Seventy years later, a Hamilton vet returns to Dieppe
Ninety-two year old veteran Fred Engelbrecht bursts into belly laughter every time he’s asked why he’s returning to the French port of Dieppe this weekend — where he served as a soldier and was captured as a prisoner in the devastating 1942 raid.
"I think they sent me this time because there wasn’t anyone left," he said. "I’m the last man standing, so to speak."
This isn’t entirely true. Engelbrecht is one of at least three Dieppe Raid veterans who live in Hamilton today, but the others are unable to attend for health or family reasons.
Because he’s able, Engelbrecht has been invited by Veterans Affairs Canada to fly to France with a small delegation to commemorate the event. The group left Ottawa on Thursday. Engelbrecht left his Mountain home on Wednesday morning.
"The truth is, I feel very honoured because I’ve been there four times," he said. "In one way, I owe it to the people I left behind, the people I left there."
Engelbrecht was one of 582 soldiers that the Royal Hamilton Light Infantry landed on the fateful morning of Aug. 19, 1942. Only 211 of them returned to England that afternoon, most of them injured. Another 197 men were killed and 174 were taken as prisoners-of-war. Engelbrecht was among them.
"I will never forget Dieppe," he said. "I remember everything like it was yesterday. I could walk you through everything that happened on the beach."
The day of the Dieppe Raid, Engelbrecht became a prisoner of war. He and the others were tied and shackled for months, forced to perform labour for years, and in 1945, to trek the grueling "death march" across Poland to Germany.
The elderly Hamilton resident will be standing on the Dieppe beach once again, this time flanked by government staff and RHLI members to commemorate the 70th anniversary of the raid — and massacre.
"The raid was a massacre, a complete massacre. A stupid massacre of thousands of men," Engelbrecht said.

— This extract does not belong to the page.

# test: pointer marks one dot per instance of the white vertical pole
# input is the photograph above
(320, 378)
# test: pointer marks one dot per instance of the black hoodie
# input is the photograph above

He will be joined by six other veterans from across the country, the Minister of Veterans Affairs, representatives from RHLI, his son David and others.
When he says he has been four times, he is including this trip and the initial raid. "I had to be there for that one," he laughed.
He went again in 1979 so that he could tour his wife, June, through the areas he remembered. Then he returned with his eldest daughter in 2007 as part of the government’s 65-year anniversary visit.
This will be the first visit for RHLI’s commanding officer Dan Stepaniuk. This year not only marks the 70th anniversary of the raid, but it is also the 150th anniversary of the RHLI.
Stepaniuk says he’s looking forward to going for both of these reasons, and because he believes "it’s important for people to make the pilgrimage to Dieppe.
"I understand that it’s humbling to stand there on the beach with the cliffs on either side of you, to think that that’s where soldiers attacked," he said.
Stepaniuk pointed out that "99.9 per cent" of Hamilton’s current regiment is made up of volunteers who "don’t do this for the pay," he said. "Just like in Dieppe."
He and the city’s infantry group will lay a wreath on an RHLI memorial cenotaph that sits on the esplanade near Dieppe beach, he said.
Despite that Engelbrecht experienced so much trauma stemming from that beach, "I enjoy going back," he said. "I meet old friends. It’s nice for me."